Looking back, I’ll shoot an event with a limitation like large format and often during the event itself think: “I kind of wish I brought something easier so I could have taken a a lot more photos like the rest of the journalists there.” But afterwards the amount I get through always feels alright. However, I have quite a bit of events I’ve shot very freely with smaller formats that haven’t ever seen the light of day because I look at it all afterwards and go “Why the hell did I shoot so much!?! Ugh!!!” and never end up giving it a proper edit.
Adding the limitation I do enjoy. Thinking twice before each exposure is a good thing. Thinking four of five beforehand I like even better. I’m sure if someone was watching me work, they’d probably question why I’ll set up and futs with the camera for 4-5 minutes before picking up the whole rig, moving it over six inches and starting over. Edit first. Shoot second.
Granted, with proper discipline, the same amount of pre-editing and contemplation can be done with any format. But it seems such a waste to put that much mental energy into it and then only reward the effors with 1.5 square inches of capture quality. 😉
Interestingly, they weren’t all the same size. But as a group I’d say there were all around four feet by five feet. I suck at estimating things like this.
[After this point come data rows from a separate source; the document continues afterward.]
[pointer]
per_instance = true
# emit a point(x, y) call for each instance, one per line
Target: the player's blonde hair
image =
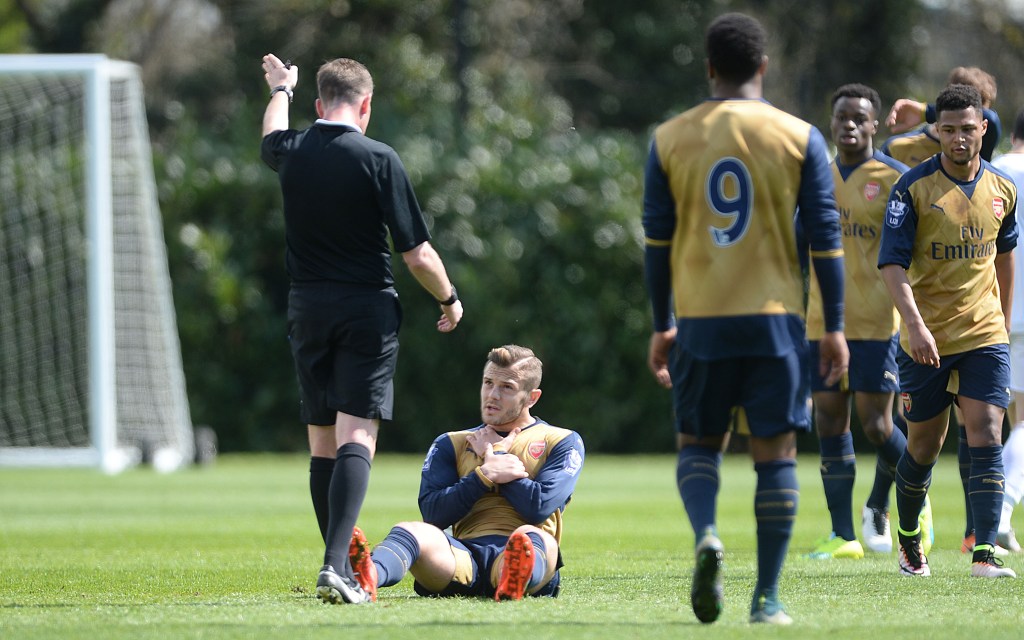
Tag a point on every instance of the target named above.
point(343, 81)
point(977, 78)
point(522, 360)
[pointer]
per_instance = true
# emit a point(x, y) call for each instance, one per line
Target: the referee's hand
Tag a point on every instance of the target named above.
point(451, 316)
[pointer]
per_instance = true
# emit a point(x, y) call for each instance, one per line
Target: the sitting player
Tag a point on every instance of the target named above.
point(501, 486)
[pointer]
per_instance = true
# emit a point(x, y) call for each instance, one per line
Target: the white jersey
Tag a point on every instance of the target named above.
point(1013, 165)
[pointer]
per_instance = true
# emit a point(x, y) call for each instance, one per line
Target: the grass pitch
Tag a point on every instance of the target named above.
point(231, 551)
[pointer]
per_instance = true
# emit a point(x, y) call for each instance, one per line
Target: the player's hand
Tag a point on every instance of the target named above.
point(276, 74)
point(834, 356)
point(905, 115)
point(451, 316)
point(923, 348)
point(657, 355)
point(502, 468)
point(479, 439)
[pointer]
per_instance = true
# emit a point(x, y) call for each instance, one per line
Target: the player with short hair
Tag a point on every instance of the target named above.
point(947, 260)
point(1013, 450)
point(502, 486)
point(863, 178)
point(343, 195)
point(723, 181)
point(912, 147)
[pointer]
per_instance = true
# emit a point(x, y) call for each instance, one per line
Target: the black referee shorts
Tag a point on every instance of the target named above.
point(345, 346)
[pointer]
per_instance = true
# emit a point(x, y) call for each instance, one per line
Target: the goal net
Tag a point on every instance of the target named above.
point(90, 364)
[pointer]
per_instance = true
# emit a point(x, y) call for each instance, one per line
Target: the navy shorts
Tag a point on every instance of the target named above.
point(979, 374)
point(872, 368)
point(772, 392)
point(475, 559)
point(345, 347)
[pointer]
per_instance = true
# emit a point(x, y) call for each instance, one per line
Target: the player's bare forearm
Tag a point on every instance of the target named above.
point(657, 355)
point(278, 74)
point(923, 347)
point(428, 269)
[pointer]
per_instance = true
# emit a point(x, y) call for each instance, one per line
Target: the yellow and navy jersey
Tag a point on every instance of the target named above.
point(946, 235)
point(912, 147)
point(723, 183)
point(861, 193)
point(454, 493)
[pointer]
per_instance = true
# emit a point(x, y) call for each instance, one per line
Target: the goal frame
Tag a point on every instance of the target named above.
point(97, 72)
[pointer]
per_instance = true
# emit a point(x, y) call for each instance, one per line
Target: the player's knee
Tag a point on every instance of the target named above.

I’ve been mulling over some of the same issues with my Fuji Instax 210, which I’ve lately become infatuated with. The film is about 80 cents per shot. Maybe that’s not much compared to 8 x 10, but the price is enough to make me think twice before each exposure. Which is healthy. I think there is some value in having photos cost something. The fact that digital shooting is basically free results in many images that are aesthetically worthless. That’s a blunt simplification, but I think there is something to it.
Sorry Duluth got hammered. Looking forward to your pix.
I also just bought the book (was still at the museum when I went to another exhibition). It doesn’t live up to the massive size of the prints. But it’s pretty good and definitely a different way of seeing this kind of disaster.
And I’m looking forward to your results. Even the delay caused by film processing and scanning means that we edit and present things differently than we would with immediately-available digital images.
How big were the museum prints? Regardless, if they were massive I’m sure it hard to completely distill that down to a reasonably sized book, but thats is expected. So long as the reproductions aren’t as bad as some of the ones in the original American Prospects.
A healthy delay in the images is good. Let that initial shock & terror frenzy of photo sharing whip it self up until it runs out of energy and needs a nap. Then come in with the quieter, contemplative images.
We live in the “MTV microwave dinner generation” as they say, “we all want it now”, but I expect your shots even though they won’t surface for a few weeks will be a lot more meaningful and ponder-worthy than the… well… flood of Instragram-detritus currently out there.